Это практическое переживание Халкидонского догмата в задаче теократического созидания симфонии церкви и оцерковленной империи, с включением в это понятие оцерковления всей жизни и культуры, и пронесено древней церковью через средние века вплоть до новых, когда теократическая задача натолкнулась на своего великого, тоже вселенского противника, т.е. на безрелигиозный гуманизм или секуляризм - эту великую всепроникающую ересь новых времен. Это - монофизитство навыворот: устранение или изгнание с поля деятельности государства и гуманистической земной культуры всякой религии, всяких мистических, божественных начал церкви. Формула этой ереси только начинается с толерантного лозунга отделения церкви от государства, с допущения религии как личного, частного дела каждого (Privatsache).
Далее она диалектически переходит в открытую борьбу и гонение. Это новое гонение на церковь есть результат новоязыческого, монистического sui generis «богословствования», идолопоклонства перед материалистически понимаемым космическим бытием. Это материалистический монофизитизм.
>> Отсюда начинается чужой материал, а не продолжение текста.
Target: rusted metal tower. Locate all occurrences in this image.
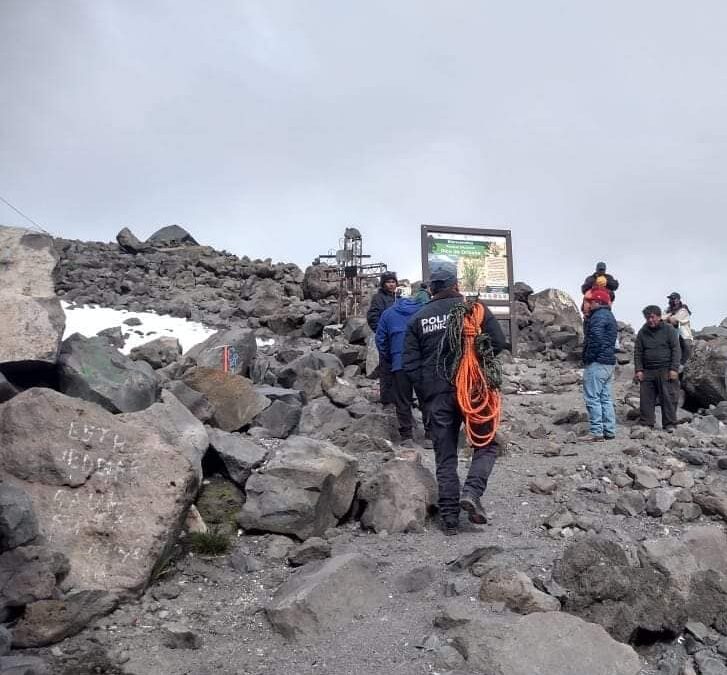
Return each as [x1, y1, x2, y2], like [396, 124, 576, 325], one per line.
[318, 227, 386, 323]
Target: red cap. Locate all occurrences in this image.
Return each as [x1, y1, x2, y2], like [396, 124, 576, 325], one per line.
[591, 288, 611, 305]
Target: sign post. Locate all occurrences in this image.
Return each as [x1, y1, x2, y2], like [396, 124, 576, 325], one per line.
[422, 225, 517, 352]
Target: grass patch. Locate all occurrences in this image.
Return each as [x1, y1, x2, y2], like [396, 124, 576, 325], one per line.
[189, 527, 232, 555]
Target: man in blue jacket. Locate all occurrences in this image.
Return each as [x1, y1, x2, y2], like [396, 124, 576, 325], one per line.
[583, 288, 618, 441]
[376, 298, 422, 442]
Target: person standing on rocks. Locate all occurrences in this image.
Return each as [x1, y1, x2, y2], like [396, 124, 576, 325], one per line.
[376, 297, 422, 445]
[402, 266, 505, 535]
[366, 272, 399, 405]
[634, 305, 681, 433]
[581, 262, 618, 302]
[583, 288, 618, 441]
[664, 291, 694, 372]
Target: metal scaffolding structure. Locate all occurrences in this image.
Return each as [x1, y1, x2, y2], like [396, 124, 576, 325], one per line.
[316, 227, 387, 323]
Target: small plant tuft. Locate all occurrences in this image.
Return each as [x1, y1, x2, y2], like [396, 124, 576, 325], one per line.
[189, 527, 232, 555]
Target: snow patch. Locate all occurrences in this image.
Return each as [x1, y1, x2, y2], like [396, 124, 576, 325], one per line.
[61, 301, 217, 354]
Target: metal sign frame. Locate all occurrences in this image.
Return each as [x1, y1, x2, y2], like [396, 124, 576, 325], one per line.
[421, 225, 517, 353]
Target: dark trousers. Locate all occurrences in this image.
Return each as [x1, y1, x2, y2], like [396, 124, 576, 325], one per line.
[639, 368, 679, 427]
[427, 392, 497, 520]
[392, 370, 414, 441]
[379, 359, 394, 405]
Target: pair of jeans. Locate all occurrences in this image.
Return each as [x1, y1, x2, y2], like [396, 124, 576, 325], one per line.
[426, 392, 497, 522]
[583, 363, 616, 438]
[392, 370, 414, 441]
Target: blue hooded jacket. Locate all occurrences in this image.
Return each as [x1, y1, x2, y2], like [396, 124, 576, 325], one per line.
[583, 307, 618, 366]
[376, 298, 422, 372]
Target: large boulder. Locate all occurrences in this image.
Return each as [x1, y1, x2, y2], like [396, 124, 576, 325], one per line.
[451, 612, 641, 675]
[359, 457, 437, 532]
[182, 367, 270, 431]
[265, 553, 388, 639]
[0, 389, 198, 592]
[129, 335, 182, 370]
[116, 227, 151, 254]
[553, 536, 687, 642]
[683, 338, 727, 410]
[58, 333, 158, 413]
[639, 526, 727, 631]
[119, 390, 210, 480]
[146, 225, 199, 246]
[0, 483, 38, 553]
[239, 436, 358, 539]
[0, 226, 66, 369]
[186, 328, 257, 376]
[207, 427, 268, 488]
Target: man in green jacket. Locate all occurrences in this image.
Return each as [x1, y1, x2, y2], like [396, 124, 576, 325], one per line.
[634, 305, 681, 433]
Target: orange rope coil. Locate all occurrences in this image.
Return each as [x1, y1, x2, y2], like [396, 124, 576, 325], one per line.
[454, 302, 502, 447]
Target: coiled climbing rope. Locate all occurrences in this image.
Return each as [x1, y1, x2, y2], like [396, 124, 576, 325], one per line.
[440, 302, 502, 447]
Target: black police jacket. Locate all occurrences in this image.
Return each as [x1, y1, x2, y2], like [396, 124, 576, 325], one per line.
[402, 294, 505, 400]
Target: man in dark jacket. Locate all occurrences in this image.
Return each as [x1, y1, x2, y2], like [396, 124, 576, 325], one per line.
[376, 298, 422, 444]
[634, 305, 682, 433]
[583, 288, 618, 441]
[366, 272, 398, 405]
[581, 262, 618, 302]
[402, 268, 505, 535]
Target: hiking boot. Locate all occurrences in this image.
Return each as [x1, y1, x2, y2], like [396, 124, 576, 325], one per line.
[459, 493, 487, 525]
[439, 518, 459, 537]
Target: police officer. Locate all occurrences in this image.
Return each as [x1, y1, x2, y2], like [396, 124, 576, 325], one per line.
[403, 265, 505, 535]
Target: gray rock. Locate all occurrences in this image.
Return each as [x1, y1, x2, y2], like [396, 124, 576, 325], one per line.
[183, 367, 270, 431]
[646, 488, 677, 518]
[13, 590, 119, 648]
[528, 476, 558, 495]
[239, 436, 357, 539]
[146, 225, 199, 246]
[185, 328, 257, 376]
[0, 226, 66, 371]
[207, 427, 268, 488]
[359, 457, 437, 533]
[255, 400, 302, 438]
[116, 227, 150, 254]
[164, 380, 215, 423]
[299, 398, 351, 438]
[613, 490, 646, 517]
[0, 546, 68, 620]
[452, 612, 641, 675]
[0, 483, 38, 553]
[0, 654, 52, 675]
[343, 317, 371, 345]
[58, 333, 158, 413]
[395, 565, 437, 593]
[628, 465, 659, 490]
[0, 373, 18, 403]
[683, 338, 727, 408]
[0, 389, 198, 593]
[479, 566, 560, 614]
[288, 537, 331, 567]
[265, 553, 388, 639]
[129, 336, 182, 370]
[162, 623, 202, 649]
[0, 626, 13, 656]
[119, 390, 209, 481]
[553, 536, 687, 642]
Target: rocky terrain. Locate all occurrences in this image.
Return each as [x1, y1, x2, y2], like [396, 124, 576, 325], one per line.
[0, 226, 727, 675]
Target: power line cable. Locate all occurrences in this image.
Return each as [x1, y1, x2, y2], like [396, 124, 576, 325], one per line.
[0, 195, 50, 235]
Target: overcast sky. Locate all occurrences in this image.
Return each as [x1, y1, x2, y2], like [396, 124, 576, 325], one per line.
[0, 0, 727, 326]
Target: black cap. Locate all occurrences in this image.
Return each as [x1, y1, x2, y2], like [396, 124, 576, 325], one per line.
[429, 263, 457, 291]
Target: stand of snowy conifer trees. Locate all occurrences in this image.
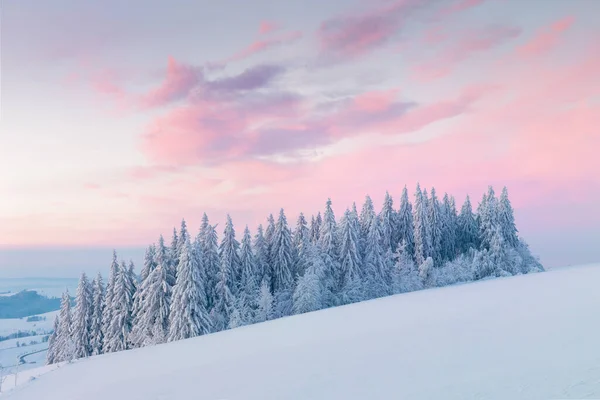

Халкидонская проблема в понимании русских мыслителейВыработала ли церковь нашей эпохи, наших новых времен ясный ответ на эту монофизитскую ересь в форме монизма, ответ доктринальный, ответ теоретического богословия? Надо признать, что ясного, церковно одобренного, общепринятого катехизического ответа мы еще не имеем. Но поиски его неудержимо начались и будут продолжаться, может быть, целые века, если какая-либо острая драма жизни церкви не побудит ее дать очередную соборную учительную директиву для решения этого вопроса.